Hobbling along for some distance I finally spied a cart fully packed with people I later learned were from Bangalore. I did look wretched by then and implored the yellow-vested driver to call for another wagon. There were none said she. What followed was nothing short of a miracle. After she led an exchange in Hindi with the passengers, a man who spoke no English and who looked as forlorn and exhausted as I, got out, gave me his seat and walked slowly behind the wagon until we reached the customs desk. I only wished I had had the strength of character to dissuade him.
I think it was his wife who quickly made room for me and patted my hand reassuringly. I sank into her kindness. Acting quickly the driver took my passport, added it to those of the others and we were whisked through customs. As I was about to get out of the cart with them, she told me to stay put and drove me to the far reaches of the baggage area where only the crew from the flight were assembled. To my amazement, my luggage arrived quickly and once more a non-English speaking passenger insisted on loading my luggage onto a trolley. There were no porters or any other employees of BA or the airport in sight.
As I later learned when reading about the much more serious plight of some 1,500 stranded passengers in Terminal 5, there were virtually no personnel anywhere. Overwhelmed by the chaos they had retreated leaving behind people who were forced to sleep on the floor overnight. Just Google the English newspapers for Jan. 19 and the ensuing days if you want to read about anomie. (One reporter on British radio asked only half-jokingly if BA had charged those forced to sleep on the floor for the blankets and sandwiches that were finally provided.) I would not be surprised to learn that three weeks later many people are still wandering dazed in the largest free-standing building in the UK looking for their luggage. The airport was totally unprepared to deal with the crisis deemed a national disgrace by the media, government, and, of course the victims many of whom had boarded their flights, sat for six hours on the tarmac only to be informed that the flight was canceled.
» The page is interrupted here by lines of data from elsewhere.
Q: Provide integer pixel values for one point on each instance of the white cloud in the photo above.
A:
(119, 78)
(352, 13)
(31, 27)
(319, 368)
After deplaning they learned that they would not be able to reclaim their luggage for two days. (The airport had invested $10,000 m last year to avoid this exact situation.)
The mini-cab driver I had reserved was still waiting but thanks to one charge or another, the usual cost of the trip into London of some $50 had escalated to $160. It had taken me three hours from the time the plane landed to fight my way out of the soul-searing scene. I was almost pleased to pay the tab.
All of this had been brought about by the accumulation of perhaps one inch of snow, the dizzying design of Terminal 5 and the screaming incompetence of the airport management.
Despite the three horrible hours following eight hours of travel, I was left with spirit-enhancing memories of the kindness of so many people, particularly the capacious Indian woman who without uttering a word had assured me that all would be well.
Durkheim's data suggested that in the time of anomie the rate of suicide increases markedly. In my case, without the kindness of strangers, the impulse would have been murder.